Complex-Block Periodic Analysis Examples

complexblock 

The table above contains a range of RFS comparisons with traditional RF simulators. The dual-conversion receiver and transmit modulator with LO generator did not converge in traditional RF simulation. The dual-conversion receiver contained 2 dividers. The designer in that case was able to get their traditional RF simulator to converge and complete RF analysis by removing one divider at a time. This typifies the types of simplifications, workarounds, and shortcuts that traditional RF simulation tools require. RFS completed the two circuits – something that no other tool had accomplished – in just 5.3 hours and <12 hours respectively.

Traditional RF simulation did converge on the 2.3 GHz receiver and the LC-tank VCO; however, RFS was 5.5x and 10x faster on each. This is the kind of savings that make an enormous difference on RF circuits in which designers make numerous iterations to optimize the circuit. Knowing that the results are always full accuracy is just as important. The last circuit is a relatively straightforward ring-oscillator VCO. Again, traditional RF failed to converge; RFS completed PSS and oscillator phase noise within 0.5 hrs.

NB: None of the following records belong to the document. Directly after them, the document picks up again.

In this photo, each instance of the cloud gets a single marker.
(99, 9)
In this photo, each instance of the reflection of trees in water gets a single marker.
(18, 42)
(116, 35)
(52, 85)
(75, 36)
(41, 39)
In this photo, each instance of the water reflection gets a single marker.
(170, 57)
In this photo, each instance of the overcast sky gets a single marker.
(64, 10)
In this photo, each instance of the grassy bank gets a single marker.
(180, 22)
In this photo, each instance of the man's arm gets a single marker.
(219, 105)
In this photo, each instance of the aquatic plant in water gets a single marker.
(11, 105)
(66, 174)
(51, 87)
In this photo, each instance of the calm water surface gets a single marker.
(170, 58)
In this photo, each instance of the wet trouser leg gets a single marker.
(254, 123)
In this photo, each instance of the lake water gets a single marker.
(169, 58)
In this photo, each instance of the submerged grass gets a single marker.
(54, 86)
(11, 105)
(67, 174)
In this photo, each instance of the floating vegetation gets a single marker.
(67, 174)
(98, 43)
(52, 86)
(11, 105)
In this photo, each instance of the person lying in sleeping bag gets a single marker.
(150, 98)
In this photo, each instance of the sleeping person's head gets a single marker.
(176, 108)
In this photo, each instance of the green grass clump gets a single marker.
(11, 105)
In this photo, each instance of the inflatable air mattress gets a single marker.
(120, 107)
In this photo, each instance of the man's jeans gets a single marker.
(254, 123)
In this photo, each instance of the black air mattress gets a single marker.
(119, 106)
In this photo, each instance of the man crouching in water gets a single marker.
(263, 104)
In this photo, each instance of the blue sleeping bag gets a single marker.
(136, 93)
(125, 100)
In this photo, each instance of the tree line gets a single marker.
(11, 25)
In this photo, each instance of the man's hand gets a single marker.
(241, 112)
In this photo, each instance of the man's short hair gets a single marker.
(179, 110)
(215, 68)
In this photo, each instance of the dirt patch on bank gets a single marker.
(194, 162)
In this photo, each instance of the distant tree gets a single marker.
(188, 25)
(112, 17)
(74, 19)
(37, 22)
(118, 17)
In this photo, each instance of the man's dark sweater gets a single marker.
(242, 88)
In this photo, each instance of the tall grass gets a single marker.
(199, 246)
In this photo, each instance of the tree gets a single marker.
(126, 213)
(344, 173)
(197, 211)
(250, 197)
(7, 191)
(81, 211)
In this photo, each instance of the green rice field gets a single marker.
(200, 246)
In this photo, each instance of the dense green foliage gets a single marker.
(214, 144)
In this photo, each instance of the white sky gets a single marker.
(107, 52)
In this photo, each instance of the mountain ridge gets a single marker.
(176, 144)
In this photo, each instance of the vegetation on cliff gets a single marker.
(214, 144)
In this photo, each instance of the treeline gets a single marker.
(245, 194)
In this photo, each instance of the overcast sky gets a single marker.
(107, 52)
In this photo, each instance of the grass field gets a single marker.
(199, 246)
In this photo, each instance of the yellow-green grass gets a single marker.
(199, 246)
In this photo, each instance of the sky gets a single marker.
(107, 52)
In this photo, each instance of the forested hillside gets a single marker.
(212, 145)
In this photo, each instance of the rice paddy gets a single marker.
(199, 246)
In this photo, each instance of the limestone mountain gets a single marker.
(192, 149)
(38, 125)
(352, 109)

It should be noted that RFS is the only simulator that produced impulse sensitivity function (ISF) information during oscillator phase noise, and it does so without any simulation overhead. Traditional RF simulators produce contribution information for every node in the circuit during oscillator phase noise. This is helpful for identifying those nodes that generate the most noise, but it can be very misleading because it says nothing about how sensitive the VCO output phase noise is to contribution from a given node. RFS provides contribution, sensitivity (ISF), and the product for every node in the circuit and shows how all three values vary over the period. This provides VCO designers all of the analysis information they need to reliably optimize their VCOs.